Wednesday, August 24, 2005

Part 2: Beijing - Xian

At the Beijing train station (the date now is July 29, 2005) I reunited with David Crane and Becky Nolin, and met up with the newly arrived John Henry and Jess Davis (also of Davidson), as well as Bill Dixon, an engineering student at Boston University. It was great to see David and Becky again after more than a month living by myself in Taipei. Just hours after arriving, all six of us boarded a sleeper train for the city of Xi'an. We had great beds and the time went by without us noticing it.

In the morning we woke up to find ourselves in Xi'an, famous for its city wall and the thousands of terracotta warriors buried during the short-lived, magnificent, and brutal Qin dynasty (the first and only Qin emperor also began construction of the great wall). In Xi'an we also visited a large and famous mosque built in the 1400s. The further west we traveled, the less people we met who were not Muslim. In Xi'an we also experienced the infamous "Chinese do not respect lines" problem, whereby people in China (unlike in Taiwan or Hong Kong) refuse to line up for anything, and just push as hard as they can to the front. As we were boarding a bus, we had to push our way through a screaming, kicking crowd. It was unbelievable.
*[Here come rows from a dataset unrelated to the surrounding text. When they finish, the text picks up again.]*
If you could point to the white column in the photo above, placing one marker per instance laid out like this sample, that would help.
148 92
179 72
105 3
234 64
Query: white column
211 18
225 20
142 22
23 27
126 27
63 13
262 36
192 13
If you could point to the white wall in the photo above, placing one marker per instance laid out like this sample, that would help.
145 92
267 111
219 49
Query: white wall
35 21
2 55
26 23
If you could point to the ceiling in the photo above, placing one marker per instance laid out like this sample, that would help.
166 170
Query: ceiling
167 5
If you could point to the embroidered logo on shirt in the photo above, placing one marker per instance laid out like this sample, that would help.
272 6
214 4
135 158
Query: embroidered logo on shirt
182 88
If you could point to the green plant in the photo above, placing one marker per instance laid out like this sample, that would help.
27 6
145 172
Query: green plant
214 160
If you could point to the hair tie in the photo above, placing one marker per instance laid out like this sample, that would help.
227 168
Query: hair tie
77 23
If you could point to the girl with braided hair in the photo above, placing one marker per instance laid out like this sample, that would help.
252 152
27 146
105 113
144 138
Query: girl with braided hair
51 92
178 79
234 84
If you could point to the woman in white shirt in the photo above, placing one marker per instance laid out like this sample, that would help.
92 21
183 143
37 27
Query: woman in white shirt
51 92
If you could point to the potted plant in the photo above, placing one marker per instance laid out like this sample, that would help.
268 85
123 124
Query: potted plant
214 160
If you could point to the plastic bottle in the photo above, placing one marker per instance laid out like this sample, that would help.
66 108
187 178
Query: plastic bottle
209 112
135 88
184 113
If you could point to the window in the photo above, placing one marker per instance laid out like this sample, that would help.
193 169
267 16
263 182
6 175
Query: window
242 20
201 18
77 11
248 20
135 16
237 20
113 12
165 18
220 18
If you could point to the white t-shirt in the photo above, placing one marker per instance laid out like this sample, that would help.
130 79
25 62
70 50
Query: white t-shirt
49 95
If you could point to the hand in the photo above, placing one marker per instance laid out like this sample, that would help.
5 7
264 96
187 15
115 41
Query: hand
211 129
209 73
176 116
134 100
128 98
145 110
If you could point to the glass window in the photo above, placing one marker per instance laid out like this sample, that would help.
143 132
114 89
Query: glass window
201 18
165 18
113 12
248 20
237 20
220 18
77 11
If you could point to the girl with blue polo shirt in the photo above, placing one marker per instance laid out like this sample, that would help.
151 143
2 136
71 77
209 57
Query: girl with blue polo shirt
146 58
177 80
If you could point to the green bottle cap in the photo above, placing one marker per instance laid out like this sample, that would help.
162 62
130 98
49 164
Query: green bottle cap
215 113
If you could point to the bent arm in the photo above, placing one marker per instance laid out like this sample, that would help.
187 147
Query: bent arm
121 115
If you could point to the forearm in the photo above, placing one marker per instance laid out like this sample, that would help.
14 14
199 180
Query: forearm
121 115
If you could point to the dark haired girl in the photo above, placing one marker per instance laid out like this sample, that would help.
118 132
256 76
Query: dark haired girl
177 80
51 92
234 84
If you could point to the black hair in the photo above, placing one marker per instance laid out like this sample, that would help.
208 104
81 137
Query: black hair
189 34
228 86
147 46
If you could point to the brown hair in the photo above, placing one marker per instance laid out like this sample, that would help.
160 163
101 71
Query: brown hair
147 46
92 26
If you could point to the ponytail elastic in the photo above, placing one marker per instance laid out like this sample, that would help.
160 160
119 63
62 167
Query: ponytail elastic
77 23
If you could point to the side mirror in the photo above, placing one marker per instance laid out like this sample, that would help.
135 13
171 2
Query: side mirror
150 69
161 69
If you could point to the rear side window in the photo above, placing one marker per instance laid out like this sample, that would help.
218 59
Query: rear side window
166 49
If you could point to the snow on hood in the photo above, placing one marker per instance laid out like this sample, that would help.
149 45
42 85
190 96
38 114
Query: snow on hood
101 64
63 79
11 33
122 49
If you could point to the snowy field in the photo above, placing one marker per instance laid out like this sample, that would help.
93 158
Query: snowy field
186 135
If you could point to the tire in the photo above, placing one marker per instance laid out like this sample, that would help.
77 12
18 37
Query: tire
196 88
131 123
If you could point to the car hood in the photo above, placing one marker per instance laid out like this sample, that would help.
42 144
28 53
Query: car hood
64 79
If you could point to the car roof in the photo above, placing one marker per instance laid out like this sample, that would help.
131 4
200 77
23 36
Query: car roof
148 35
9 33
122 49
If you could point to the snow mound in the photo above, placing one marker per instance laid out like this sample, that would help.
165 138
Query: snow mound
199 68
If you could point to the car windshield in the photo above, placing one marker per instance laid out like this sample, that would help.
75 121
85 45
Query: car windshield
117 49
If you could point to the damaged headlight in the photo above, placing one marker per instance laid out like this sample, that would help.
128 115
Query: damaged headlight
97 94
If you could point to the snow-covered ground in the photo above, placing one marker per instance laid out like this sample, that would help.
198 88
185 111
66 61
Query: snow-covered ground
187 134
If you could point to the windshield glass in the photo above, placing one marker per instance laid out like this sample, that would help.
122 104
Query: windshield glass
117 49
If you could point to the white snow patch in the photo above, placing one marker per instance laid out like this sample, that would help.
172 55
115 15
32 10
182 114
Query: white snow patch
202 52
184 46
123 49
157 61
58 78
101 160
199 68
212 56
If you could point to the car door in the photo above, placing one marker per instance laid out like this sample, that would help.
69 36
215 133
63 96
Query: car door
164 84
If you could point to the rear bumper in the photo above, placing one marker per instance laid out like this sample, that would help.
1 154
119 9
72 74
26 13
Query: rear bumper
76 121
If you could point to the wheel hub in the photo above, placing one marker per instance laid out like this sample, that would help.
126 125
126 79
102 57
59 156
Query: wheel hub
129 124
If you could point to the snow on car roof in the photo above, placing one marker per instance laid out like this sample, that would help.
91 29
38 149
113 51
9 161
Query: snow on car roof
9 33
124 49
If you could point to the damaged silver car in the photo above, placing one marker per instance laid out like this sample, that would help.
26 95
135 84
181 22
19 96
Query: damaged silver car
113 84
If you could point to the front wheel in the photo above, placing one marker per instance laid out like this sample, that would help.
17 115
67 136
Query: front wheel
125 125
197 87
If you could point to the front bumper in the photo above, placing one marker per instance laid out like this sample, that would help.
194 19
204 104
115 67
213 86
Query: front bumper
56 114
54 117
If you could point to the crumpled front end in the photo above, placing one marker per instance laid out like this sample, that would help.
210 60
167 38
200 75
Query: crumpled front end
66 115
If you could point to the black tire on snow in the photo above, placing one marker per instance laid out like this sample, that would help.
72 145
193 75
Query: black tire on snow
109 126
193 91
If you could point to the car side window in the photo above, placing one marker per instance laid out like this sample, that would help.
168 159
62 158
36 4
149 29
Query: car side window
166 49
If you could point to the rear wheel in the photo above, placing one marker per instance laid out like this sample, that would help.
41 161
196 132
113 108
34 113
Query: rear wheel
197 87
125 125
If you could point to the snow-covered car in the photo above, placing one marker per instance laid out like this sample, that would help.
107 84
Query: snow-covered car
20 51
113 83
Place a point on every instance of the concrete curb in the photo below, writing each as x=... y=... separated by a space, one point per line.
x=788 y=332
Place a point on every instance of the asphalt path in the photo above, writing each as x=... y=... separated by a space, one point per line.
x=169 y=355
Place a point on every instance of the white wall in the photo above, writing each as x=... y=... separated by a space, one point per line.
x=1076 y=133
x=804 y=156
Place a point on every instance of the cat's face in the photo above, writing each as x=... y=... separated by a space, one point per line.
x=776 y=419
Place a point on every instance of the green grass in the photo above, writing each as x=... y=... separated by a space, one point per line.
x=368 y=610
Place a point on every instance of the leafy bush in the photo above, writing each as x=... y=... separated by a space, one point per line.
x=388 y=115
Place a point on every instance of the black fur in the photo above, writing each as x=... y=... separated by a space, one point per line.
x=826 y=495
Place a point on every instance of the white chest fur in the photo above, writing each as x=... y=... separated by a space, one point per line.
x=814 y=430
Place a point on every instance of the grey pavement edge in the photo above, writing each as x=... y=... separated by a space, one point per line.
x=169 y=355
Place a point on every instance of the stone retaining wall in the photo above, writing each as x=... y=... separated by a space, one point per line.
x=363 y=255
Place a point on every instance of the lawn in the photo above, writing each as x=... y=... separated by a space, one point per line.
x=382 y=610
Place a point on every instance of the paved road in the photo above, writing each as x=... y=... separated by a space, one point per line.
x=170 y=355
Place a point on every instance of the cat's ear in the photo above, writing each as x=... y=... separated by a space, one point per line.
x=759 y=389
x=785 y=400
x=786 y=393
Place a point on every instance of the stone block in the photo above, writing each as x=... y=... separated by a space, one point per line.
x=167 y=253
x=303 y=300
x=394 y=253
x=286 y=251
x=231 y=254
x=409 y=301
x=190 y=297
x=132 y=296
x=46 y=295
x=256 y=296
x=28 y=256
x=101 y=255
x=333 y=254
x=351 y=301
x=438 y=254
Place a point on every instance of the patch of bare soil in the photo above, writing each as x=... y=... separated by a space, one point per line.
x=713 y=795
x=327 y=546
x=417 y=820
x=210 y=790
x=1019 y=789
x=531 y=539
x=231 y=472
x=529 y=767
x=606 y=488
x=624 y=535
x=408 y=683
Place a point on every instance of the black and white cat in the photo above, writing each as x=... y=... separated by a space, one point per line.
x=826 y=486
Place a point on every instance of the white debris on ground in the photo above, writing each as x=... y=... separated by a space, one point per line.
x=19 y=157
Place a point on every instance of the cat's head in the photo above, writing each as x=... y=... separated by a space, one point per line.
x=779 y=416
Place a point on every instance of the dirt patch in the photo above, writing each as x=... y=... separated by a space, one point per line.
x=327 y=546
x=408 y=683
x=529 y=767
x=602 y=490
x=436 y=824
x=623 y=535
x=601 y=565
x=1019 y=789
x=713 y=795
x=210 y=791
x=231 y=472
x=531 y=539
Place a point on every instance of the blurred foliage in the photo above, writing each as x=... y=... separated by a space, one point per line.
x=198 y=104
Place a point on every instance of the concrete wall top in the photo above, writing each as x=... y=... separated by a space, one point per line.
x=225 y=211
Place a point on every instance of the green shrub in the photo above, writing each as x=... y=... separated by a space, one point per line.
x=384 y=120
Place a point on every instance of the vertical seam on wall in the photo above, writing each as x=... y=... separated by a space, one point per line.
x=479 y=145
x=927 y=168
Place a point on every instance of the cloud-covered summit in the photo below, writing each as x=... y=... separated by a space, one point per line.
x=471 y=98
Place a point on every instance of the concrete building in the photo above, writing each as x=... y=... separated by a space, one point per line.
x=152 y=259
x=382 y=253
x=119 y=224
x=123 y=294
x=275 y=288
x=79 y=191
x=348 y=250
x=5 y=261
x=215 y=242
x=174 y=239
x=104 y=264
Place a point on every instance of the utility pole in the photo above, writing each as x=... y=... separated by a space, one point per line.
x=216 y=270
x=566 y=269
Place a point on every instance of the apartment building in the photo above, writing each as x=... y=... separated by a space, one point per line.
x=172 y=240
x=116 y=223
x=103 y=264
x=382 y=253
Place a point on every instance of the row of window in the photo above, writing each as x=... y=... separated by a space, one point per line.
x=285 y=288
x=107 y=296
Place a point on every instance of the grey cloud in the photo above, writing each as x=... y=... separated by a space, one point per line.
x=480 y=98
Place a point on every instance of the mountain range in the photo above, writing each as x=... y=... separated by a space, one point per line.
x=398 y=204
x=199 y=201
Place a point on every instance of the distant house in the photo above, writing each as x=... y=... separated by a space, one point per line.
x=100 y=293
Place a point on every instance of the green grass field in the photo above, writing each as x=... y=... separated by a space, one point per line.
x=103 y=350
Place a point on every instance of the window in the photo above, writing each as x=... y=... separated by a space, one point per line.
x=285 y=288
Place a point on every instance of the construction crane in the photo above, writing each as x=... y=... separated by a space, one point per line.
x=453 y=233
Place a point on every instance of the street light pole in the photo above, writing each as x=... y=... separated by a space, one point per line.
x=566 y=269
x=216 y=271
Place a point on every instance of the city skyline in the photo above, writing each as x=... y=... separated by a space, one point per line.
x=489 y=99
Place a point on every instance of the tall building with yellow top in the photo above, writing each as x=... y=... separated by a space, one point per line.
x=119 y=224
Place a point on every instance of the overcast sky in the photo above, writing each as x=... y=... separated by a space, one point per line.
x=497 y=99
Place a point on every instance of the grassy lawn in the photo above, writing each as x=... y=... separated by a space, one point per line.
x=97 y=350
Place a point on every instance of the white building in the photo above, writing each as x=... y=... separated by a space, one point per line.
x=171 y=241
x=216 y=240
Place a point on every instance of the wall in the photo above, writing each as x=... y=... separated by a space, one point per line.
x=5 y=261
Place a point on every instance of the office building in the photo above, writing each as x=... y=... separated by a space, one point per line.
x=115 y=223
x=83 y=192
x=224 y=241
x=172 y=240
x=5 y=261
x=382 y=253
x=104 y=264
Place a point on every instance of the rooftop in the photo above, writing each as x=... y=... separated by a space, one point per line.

We did not stay the night in Xi'an. Instead, we boarded an overnight train to the desert city of Dunhuang in Gansu province. Unfortunately, there were no sleeper cars left, and so we sat -- and slept -- in the regular seats. For 28 hours. It was pretty miserable, but somehow it didn't bother us that much; we were in a really good mood and having a good time. The scenery outside was sort of rocky desert, but sometimes it was really beautiful, lush green fields. Everyone else sitting on the train with us was very poor, some were Muslim. Everyone started at us -- for the whole trip. The staring can seem unfriendly at first, but if you talk to someone, they usually laugh and get excited, and you understand that they're not hostile -- they really are just curious. That being said, the policeman on the train did warn us to watch our bags closely and find him if we had any trouble. The Chinese police may work for a communist government with a history of unmitigated oppression and brutality, but it must be said that throughout the trip, a Chinese cop anywhere was someone we could depend on for efficient and honest help. They know that foreign tourists have to be protected and looked after -- we bring a lot of money to these far-away western towns and cities. Finally, exhausted, (only having sort-of-slept) we arrived in Dunhuang.

1 Comments:

Blogger Jarred said...

Hank, nice to hear you're back, and I enjoyed reading about some of your final journeys. See you in Europe - I'll bring the Global Aging thing.